Several researches have already documented the favorable effect of phosphodiesterase type 5 inhibitors (PDE5-i) on primary pulmonary hypertension, and suggest potentially favorable effects on a number of other cardiovascular diseases. This is not surprising considering the mechanism of action of these drugs. Not by chance the first experiments carried out on sildenafil investigated its antianginal effect, but the efficacy on the symptom was scarce while the patients showed a peculiar “side effect”.

Sildenafil, the basic ingredient in Female Viagra, was effective for treating heart ‘enlarged’ by cardiomyopathy, preventing heart failure, the cause of death of 80% of diabetics.

This was demonstrated by the group of Italian researchers coordinated by Andrea Lenzi, director of the Section of Medical Physiopathology and Endocrinology at the Department of Experimental Medicine of the University of Rome La Sapienza, and the research has just been published in the journal Circulation.
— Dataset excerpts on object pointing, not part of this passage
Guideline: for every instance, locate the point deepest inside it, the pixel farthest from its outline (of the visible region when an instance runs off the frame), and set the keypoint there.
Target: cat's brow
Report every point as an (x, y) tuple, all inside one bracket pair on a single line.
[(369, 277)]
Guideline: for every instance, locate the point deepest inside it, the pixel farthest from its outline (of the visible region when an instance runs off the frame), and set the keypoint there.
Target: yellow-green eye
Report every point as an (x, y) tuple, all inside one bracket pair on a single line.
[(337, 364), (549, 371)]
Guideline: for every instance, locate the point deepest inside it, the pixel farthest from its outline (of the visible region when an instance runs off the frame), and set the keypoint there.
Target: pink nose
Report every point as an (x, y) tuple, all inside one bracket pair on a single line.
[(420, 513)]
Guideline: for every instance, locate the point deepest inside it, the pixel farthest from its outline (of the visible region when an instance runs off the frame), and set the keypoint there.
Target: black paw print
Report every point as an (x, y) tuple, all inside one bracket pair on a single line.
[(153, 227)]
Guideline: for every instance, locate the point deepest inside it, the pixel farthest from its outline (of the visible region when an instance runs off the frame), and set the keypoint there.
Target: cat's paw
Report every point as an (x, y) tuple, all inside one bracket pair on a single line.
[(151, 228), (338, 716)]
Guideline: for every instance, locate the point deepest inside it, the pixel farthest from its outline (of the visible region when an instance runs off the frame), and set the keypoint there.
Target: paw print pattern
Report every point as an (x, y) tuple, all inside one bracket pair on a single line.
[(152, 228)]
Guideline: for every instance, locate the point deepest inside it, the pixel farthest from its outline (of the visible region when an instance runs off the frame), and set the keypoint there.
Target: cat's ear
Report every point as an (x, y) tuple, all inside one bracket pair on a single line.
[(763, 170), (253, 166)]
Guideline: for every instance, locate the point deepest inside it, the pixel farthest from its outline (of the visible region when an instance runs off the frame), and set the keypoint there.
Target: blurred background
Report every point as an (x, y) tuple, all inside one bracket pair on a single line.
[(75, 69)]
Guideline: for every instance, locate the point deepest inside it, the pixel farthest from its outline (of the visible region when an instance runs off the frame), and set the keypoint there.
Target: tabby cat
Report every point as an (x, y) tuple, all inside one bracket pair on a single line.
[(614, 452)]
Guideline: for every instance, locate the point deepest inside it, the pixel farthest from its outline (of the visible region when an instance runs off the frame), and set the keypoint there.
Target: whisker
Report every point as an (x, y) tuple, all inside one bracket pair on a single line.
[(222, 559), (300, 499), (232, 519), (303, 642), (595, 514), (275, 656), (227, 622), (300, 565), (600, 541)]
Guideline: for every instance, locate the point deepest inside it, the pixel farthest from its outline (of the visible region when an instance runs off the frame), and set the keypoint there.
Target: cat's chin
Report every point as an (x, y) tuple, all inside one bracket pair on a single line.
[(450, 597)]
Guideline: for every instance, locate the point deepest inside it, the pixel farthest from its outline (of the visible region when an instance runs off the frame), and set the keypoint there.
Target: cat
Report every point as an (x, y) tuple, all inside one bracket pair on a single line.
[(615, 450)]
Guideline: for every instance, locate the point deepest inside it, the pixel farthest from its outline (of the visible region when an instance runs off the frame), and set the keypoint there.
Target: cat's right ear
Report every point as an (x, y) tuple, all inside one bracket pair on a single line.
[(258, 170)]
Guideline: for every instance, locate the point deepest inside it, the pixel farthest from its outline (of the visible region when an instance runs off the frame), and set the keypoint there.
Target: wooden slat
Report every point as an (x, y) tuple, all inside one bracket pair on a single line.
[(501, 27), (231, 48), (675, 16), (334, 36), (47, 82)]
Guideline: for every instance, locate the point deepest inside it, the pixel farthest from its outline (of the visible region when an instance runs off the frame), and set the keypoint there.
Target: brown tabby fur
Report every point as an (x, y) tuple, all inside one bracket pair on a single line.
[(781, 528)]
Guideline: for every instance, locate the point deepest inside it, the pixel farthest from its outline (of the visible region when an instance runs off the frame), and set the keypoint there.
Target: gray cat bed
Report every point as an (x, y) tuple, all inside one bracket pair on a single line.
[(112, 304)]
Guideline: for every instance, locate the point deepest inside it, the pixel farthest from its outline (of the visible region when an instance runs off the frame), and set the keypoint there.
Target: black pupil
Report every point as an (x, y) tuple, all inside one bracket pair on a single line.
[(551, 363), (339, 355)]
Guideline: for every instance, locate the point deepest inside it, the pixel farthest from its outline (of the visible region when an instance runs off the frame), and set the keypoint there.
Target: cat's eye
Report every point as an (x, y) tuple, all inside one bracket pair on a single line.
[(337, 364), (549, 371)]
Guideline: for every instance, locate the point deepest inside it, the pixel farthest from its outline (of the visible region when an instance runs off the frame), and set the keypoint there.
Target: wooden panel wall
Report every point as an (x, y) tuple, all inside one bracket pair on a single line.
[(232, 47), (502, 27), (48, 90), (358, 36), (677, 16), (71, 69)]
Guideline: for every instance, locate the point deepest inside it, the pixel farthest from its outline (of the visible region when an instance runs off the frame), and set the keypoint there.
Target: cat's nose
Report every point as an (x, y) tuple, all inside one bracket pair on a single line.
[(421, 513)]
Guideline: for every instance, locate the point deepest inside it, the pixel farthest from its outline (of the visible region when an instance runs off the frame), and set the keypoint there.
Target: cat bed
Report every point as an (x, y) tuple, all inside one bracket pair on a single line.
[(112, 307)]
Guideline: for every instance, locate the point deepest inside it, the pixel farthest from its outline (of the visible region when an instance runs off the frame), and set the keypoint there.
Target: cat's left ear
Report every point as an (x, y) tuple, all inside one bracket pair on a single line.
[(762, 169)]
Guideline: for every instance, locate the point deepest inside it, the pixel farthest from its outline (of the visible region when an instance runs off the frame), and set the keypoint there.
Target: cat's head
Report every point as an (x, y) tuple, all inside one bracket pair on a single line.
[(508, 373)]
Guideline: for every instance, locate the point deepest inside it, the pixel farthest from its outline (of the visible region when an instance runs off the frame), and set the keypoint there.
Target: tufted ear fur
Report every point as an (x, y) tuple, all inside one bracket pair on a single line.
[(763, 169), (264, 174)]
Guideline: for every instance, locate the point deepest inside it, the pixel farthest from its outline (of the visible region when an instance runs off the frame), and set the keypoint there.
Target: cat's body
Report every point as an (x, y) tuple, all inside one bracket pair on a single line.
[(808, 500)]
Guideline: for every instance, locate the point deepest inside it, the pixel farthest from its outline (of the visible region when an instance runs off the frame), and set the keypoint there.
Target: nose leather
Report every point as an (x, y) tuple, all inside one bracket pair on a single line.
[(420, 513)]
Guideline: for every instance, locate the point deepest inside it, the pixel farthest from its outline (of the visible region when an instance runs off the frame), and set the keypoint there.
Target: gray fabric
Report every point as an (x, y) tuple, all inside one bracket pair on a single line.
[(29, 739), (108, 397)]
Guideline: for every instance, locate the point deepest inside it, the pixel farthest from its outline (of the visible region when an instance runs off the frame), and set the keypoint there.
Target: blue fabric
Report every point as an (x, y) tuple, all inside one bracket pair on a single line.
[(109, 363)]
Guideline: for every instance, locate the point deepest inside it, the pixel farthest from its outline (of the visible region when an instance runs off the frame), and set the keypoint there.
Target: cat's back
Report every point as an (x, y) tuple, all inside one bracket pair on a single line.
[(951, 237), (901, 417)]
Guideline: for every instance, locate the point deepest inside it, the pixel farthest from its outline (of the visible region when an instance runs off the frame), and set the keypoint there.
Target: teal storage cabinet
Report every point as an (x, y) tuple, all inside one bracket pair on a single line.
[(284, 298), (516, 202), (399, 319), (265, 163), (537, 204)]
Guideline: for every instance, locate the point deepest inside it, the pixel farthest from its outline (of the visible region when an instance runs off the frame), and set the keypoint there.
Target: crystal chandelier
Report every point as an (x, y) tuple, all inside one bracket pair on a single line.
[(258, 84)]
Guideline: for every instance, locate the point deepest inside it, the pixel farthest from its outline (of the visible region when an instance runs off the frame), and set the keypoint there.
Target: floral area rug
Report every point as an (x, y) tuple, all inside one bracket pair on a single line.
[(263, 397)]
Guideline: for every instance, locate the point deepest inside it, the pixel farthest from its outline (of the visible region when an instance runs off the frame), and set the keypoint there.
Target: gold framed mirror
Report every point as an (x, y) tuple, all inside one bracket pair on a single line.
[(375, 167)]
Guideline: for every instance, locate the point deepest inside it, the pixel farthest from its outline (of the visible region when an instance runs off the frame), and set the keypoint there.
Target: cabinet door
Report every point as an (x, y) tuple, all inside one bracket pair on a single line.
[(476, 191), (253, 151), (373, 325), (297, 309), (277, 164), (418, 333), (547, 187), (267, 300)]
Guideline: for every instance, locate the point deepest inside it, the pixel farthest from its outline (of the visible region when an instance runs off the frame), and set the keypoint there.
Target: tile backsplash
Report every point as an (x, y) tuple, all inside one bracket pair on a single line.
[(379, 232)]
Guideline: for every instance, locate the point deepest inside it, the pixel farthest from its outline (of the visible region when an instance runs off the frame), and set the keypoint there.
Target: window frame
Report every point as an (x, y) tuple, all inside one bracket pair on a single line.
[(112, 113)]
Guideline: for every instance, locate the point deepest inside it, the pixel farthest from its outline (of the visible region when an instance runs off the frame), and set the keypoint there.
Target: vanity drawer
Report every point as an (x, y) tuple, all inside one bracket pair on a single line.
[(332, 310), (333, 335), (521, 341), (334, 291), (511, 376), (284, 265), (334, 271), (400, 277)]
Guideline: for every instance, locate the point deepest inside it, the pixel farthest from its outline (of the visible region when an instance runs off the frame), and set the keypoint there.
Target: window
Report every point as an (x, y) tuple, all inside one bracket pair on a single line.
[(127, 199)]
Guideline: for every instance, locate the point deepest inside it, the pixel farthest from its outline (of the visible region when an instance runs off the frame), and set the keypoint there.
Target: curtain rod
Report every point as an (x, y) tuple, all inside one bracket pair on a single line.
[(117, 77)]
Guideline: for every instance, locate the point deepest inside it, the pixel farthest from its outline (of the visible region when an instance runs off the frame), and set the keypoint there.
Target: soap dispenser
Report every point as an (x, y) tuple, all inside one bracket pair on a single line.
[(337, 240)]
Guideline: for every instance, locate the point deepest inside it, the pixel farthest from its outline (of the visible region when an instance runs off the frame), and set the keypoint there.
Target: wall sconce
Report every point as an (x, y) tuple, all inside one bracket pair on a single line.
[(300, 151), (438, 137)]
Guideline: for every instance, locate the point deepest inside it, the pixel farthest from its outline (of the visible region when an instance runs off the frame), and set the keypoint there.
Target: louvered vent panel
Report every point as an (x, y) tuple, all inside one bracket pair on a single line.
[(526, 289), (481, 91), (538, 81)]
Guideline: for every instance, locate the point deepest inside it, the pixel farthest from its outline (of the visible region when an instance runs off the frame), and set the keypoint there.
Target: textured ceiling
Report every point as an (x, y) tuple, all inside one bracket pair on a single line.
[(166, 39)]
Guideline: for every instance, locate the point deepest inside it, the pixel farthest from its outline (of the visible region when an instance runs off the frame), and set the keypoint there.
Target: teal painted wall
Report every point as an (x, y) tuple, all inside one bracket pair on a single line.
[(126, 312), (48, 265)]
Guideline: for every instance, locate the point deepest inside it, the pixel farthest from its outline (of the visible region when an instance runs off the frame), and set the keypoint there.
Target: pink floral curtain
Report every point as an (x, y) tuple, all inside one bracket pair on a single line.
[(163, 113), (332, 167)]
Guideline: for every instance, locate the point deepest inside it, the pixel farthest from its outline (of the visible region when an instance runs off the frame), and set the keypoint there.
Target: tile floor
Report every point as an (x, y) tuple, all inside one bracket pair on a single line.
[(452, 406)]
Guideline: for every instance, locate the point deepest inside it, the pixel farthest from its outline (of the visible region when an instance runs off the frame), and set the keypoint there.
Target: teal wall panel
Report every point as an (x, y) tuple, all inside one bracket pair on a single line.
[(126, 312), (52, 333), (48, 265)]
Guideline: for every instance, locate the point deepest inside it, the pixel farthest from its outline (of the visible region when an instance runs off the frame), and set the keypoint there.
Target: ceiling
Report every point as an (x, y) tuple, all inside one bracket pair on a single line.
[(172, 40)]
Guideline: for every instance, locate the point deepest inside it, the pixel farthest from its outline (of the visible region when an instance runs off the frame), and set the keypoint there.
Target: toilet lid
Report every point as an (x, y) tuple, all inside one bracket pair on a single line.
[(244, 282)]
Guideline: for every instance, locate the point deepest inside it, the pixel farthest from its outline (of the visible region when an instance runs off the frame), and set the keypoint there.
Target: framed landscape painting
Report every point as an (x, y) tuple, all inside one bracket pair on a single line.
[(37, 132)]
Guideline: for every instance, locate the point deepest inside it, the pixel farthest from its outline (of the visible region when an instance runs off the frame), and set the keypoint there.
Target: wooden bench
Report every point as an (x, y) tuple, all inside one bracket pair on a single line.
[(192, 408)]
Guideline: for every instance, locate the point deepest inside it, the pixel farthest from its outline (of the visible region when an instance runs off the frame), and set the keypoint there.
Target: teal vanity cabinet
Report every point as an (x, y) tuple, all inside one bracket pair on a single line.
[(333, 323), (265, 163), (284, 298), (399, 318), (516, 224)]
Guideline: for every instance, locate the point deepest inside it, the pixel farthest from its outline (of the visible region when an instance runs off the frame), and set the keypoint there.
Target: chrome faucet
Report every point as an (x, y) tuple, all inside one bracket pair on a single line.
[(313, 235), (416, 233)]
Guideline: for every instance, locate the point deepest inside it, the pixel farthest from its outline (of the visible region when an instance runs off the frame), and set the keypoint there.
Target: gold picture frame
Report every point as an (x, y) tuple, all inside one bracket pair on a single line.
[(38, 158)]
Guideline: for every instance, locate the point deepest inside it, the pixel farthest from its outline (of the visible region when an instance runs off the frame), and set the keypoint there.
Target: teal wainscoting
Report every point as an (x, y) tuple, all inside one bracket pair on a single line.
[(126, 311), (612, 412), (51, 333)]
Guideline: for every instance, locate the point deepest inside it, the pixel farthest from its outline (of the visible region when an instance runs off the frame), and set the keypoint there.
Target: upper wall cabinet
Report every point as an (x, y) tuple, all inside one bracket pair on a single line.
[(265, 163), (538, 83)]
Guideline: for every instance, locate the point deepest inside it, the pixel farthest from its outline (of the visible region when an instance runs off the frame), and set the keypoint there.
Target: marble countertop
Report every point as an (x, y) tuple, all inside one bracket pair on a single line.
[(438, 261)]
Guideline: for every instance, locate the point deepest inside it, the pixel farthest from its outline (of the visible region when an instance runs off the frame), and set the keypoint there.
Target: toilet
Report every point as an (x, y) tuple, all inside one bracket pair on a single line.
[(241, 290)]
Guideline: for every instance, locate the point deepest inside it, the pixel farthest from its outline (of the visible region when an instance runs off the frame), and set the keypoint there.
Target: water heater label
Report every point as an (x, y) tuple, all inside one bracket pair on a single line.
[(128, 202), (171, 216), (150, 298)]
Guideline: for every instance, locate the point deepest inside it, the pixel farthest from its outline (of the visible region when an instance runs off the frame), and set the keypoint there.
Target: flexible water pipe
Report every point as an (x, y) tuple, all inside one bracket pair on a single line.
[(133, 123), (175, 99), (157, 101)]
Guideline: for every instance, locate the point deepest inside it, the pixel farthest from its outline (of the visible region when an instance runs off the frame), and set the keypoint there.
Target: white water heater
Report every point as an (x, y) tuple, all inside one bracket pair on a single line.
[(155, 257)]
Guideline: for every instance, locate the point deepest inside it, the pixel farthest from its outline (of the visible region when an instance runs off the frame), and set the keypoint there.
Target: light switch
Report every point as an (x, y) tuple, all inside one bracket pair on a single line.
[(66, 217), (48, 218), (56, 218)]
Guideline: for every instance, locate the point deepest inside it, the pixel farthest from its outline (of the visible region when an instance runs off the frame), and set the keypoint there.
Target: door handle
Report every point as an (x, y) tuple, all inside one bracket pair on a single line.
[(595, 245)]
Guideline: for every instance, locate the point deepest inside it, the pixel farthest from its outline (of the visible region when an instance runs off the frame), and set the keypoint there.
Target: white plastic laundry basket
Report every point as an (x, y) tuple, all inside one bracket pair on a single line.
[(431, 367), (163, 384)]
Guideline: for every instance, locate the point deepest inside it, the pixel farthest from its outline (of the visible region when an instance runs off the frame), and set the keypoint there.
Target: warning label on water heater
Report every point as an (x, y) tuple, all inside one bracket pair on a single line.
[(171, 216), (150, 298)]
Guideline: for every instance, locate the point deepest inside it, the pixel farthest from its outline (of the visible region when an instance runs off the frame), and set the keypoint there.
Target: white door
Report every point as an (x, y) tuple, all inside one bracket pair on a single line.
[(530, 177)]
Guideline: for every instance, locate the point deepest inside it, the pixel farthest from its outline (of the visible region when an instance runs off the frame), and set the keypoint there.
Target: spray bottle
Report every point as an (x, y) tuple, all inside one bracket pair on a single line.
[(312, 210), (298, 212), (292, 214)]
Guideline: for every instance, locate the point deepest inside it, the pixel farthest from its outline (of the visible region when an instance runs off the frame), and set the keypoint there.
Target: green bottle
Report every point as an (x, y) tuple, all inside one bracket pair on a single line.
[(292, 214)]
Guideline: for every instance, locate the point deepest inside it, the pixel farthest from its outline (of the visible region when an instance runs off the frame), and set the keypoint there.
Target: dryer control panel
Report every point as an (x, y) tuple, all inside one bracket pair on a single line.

The study enrolled 59 patients with a mean age of 60 (60.3 ± 7.4 years) with type 2 diabetes and asymptomatic diabetic cardiomyopathy. Their cardiac resonance was in fact compatible with non-ischemic cardiomyopathy (with a reduction of the circumferential strain -12.6 ± 3.1, an increase in left ventricular torsion θ: 18.4 ± 4.6 and an increase in the mass-volume ratio of the left ventricle 2.1 ± 0.5 g / mL) were randomized to receive sildenafil (100 mg daily) or placebo. At baseline, metabolic indices were related to torsion, strain, NT-proBNP, VEGF, MCP1 and arterial pressure levels. After 3 months, patients treated with sildenafil showed a significant improvement over those taking placebo, or compared to left ventricular torsion and strain.

The study concluded that the use of sildenafil in patients with predisposition to cardiac trouble is safe and even beneficial, since at cardiac level, PDE5i would seem to reduce the remodeling induced by pressure overload, while in the vessel wall they could protect from ischemic damage, prevent muscle cell proliferation and thus the organization of atherosclerotic plaque.